News VRAM-friendly neural texture compression inches closer to reality - enthusiast shows massive compression benefits with Nvidia and Intel demos

Admin · Jun 18, 2025

AI texture decompression promises better image quality, lower resource usage

VRAM-friendly neural texture compression inches closer to reality - enthusiast shows massive compression benefits with Nvidia and Intel demos : Read more

-Fran- · Jun 18, 2025

If this will be a DirectX (and Vulkan, I hope?) base feature, then it's a big W for everyone.

Regards.

thesyndrome · Jun 18, 2025

I hadn't heard of Intel's take on texture compression, but that gives me a lot of hope. Despite owning an Nvidia GPU (probably going to be my last one tbh based on how the company has acted over the last few years and AMD closing the gap) I thought this was a proprietary technique that relied on Nvidia hardware based on Jensen's comments whilst speaking about it at GDC 2025, but to know that it's something potentially every GPU company can do seems like a huge boon for the industry.
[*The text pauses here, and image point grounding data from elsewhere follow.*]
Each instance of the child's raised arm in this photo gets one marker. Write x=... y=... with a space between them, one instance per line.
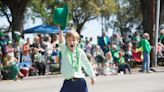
x=60 y=35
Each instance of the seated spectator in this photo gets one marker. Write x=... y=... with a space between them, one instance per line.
x=122 y=64
x=10 y=65
x=109 y=66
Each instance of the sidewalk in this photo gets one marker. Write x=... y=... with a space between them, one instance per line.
x=134 y=71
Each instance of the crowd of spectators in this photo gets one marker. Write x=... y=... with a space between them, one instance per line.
x=109 y=56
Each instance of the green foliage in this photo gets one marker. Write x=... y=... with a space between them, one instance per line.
x=86 y=10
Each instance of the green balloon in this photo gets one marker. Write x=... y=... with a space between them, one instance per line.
x=60 y=16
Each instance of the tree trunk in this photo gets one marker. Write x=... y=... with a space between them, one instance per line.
x=148 y=12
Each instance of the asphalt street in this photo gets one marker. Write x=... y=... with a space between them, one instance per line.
x=140 y=82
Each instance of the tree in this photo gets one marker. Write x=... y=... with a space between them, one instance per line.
x=83 y=11
x=17 y=9
x=127 y=17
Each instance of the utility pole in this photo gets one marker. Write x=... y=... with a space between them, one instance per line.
x=157 y=30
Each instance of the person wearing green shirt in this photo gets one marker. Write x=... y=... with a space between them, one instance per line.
x=72 y=61
x=145 y=45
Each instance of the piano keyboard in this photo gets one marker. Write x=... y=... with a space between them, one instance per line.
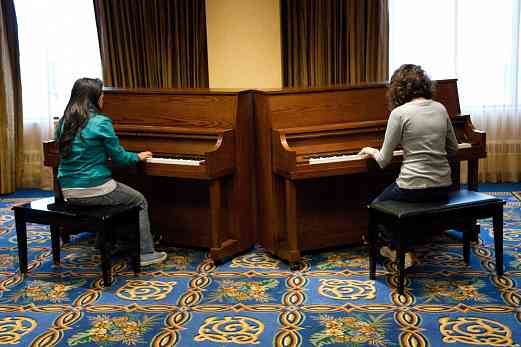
x=176 y=161
x=350 y=157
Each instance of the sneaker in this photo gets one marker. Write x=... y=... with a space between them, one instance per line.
x=391 y=255
x=152 y=258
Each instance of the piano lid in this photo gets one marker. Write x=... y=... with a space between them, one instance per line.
x=287 y=108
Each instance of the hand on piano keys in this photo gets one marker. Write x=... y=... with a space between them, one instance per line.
x=350 y=157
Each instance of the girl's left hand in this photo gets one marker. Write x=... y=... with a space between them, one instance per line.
x=368 y=151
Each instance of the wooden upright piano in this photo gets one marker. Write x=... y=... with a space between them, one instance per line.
x=200 y=183
x=313 y=188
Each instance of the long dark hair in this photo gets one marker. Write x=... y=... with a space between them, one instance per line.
x=408 y=82
x=84 y=99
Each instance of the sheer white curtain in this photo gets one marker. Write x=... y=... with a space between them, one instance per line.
x=58 y=44
x=477 y=42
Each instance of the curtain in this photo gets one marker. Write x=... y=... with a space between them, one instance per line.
x=11 y=126
x=328 y=42
x=58 y=44
x=153 y=43
x=479 y=44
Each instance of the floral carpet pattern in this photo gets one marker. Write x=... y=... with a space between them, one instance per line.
x=255 y=300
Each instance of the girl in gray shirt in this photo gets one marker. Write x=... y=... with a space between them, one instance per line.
x=423 y=128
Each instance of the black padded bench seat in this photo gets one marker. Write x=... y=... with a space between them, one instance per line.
x=59 y=215
x=405 y=219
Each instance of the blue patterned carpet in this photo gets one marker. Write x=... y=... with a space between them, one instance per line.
x=255 y=300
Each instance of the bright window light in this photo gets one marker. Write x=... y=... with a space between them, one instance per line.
x=58 y=44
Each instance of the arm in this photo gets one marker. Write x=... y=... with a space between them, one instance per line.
x=112 y=146
x=393 y=136
x=451 y=142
I have lamented texture issues since the days of Unreal Engine 3, with some games opting to go for low-fidelity textures to prevent pop-in from needing to load large textures taking time, and other games deciding they can barely be bothered to compress at all which leads to ludicrous install sizes. It would be nice if we could get games under 80GB again without sacrificing quality or causing performance issues (frankly I'd like to see them get below 50GB again, but I'm not holding my breath)

JarredWaltonGPU · Jun 18, 2025

Both of these demos raise some interesting questions. It's noted on the Intel T-Rex demo that the texture pass time (on an RTX 5090?) increases from 0.045 ms to 0.111 ms, but we don't know how much VRAM was being used. The Nvidia demo meanwhile notes a compressed texture size that goes from 272MB down to 98MB with BTC, and further drops to 11.37MB with NTC... but then we don't get a pass time.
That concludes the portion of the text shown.